The Dismal Lakes are a series of three interconnected lakes in the Canadian territory of Nunavut, located roughly midway between the Coronation Gulf and Great Bear Lake, east of the Dease River. The Teshierpi River discharges into the narrows between the second and third Dismal Lakes, and the third lake discharges into the Kendall River. The lakes were named by explorer Thomas Simpson.

Three kilometres west of the western lake is Sandy Creek, which flows south into the Dease River. The west end of western lake is surrounded by bare hills covered in sharp broken rock, and it is from this barren area that the lakes get their name. Three small brooks enter the lake at this end, one from the south, and two from the west. About 10 km from the western end of the lake it narrows to about 800 metres and, on the other side of these narrows, the lake is surrounded by rounded slopes covered with grass and heaths. There is a shallow sandbar extending across the eastern end of the lake.

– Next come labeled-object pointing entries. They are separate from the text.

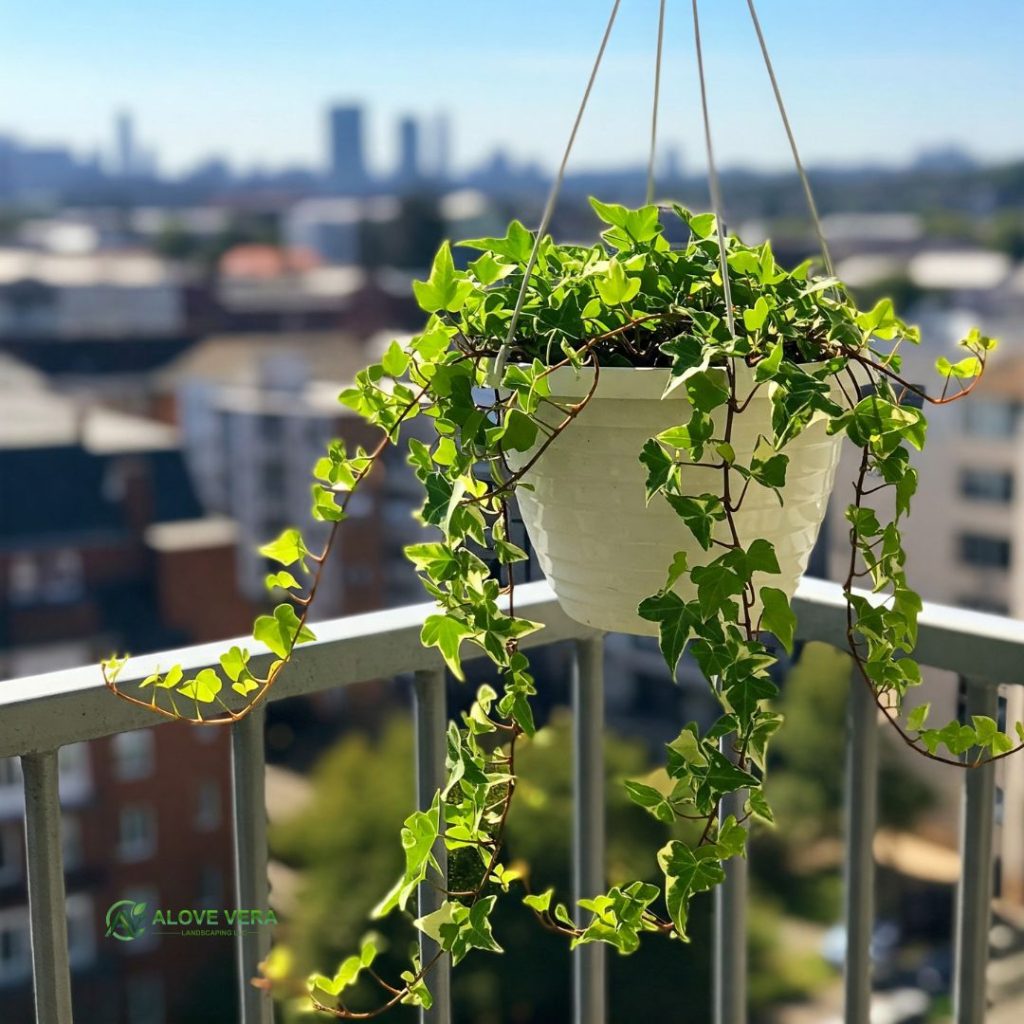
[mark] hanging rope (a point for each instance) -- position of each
(805, 181)
(495, 377)
(657, 95)
(713, 182)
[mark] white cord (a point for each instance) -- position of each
(498, 371)
(716, 190)
(812, 206)
(657, 94)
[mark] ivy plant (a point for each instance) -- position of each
(631, 300)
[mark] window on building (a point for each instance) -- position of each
(987, 484)
(24, 579)
(75, 777)
(10, 852)
(64, 577)
(990, 418)
(208, 805)
(984, 552)
(137, 836)
(984, 602)
(81, 930)
(144, 998)
(15, 951)
(134, 754)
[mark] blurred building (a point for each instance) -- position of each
(256, 413)
(103, 294)
(347, 160)
(409, 171)
(104, 547)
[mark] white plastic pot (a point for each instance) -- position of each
(602, 548)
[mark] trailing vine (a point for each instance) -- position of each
(633, 300)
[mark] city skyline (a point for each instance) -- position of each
(854, 81)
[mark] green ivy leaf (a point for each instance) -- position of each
(675, 623)
(282, 631)
(777, 615)
(288, 549)
(203, 688)
(446, 635)
(685, 873)
(445, 288)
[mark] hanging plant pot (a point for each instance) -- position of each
(602, 547)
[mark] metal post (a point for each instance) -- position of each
(974, 894)
(589, 962)
(730, 924)
(47, 905)
(252, 888)
(860, 812)
(431, 725)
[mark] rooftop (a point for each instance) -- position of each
(118, 269)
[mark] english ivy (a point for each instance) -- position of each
(632, 300)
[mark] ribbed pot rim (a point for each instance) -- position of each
(635, 382)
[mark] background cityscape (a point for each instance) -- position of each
(173, 336)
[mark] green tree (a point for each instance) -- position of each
(344, 845)
(805, 786)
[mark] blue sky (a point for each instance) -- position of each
(871, 80)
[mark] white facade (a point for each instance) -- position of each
(88, 295)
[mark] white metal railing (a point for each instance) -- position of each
(41, 714)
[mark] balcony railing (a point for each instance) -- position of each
(41, 714)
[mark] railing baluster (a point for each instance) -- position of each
(974, 894)
(47, 905)
(431, 725)
(860, 813)
(252, 887)
(589, 962)
(730, 924)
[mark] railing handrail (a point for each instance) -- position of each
(41, 714)
(72, 705)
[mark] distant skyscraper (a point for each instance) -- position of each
(673, 169)
(348, 169)
(442, 147)
(409, 151)
(125, 130)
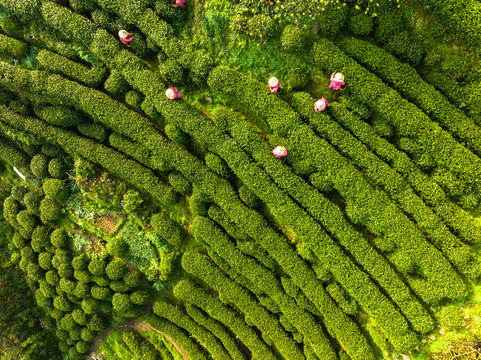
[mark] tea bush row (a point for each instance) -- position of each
(179, 317)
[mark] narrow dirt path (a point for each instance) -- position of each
(142, 325)
(136, 325)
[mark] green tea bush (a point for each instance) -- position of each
(217, 165)
(116, 269)
(50, 211)
(100, 292)
(18, 192)
(117, 247)
(176, 135)
(59, 115)
(40, 238)
(94, 131)
(12, 47)
(57, 168)
(116, 83)
(32, 201)
(248, 197)
(39, 166)
(55, 189)
(134, 98)
(180, 183)
(27, 222)
(59, 238)
(97, 267)
(172, 71)
(292, 39)
(360, 24)
(121, 302)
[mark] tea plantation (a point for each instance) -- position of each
(216, 179)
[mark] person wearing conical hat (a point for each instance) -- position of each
(279, 151)
(337, 82)
(274, 84)
(125, 37)
(320, 104)
(172, 94)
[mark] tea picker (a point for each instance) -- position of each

The narrows between the first and second lakes are a favoured crossing-place for the caribou. The narrow river is confined between steep gravel hills and has a fairly strong current.

The centre lake is hemmed in by mountains. On the north side, the Coppermine Mountains rise in terraces to around 300 metres (1,000 ft). There are some small spruce in a cove on the north shore. On the south side of the lake is Teshierpi Mountain, the southernmost spur of the Coppermine Mountains, about 250 metres (800 ft) high. At the east end of the lake is a shallow sandbar which extends across the width of the lake, followed by a series of small willow covered islands.

The narrows between the second and third lakes is a short river with a sandy channel. The Teshierpi River joins this channel from the south.

The eastern lake is the smallest of the three, about five kilometres long and one-and-a-half kilometres wide. It is surrounded by gently rising grassy shores and, at a distance, mountains. There is a shallow sandbar extending across the eastern end of the lake. The third lake discharges into the Kendall River, which flows southwest into the Coppermine River. The extreme end of the third lake is sparsely wooded with small spruce, which extend down the Kendall.

The Dismal Lakes are one of the historical homes of Nagyuktogmiut, a Copper Inuit subgroup.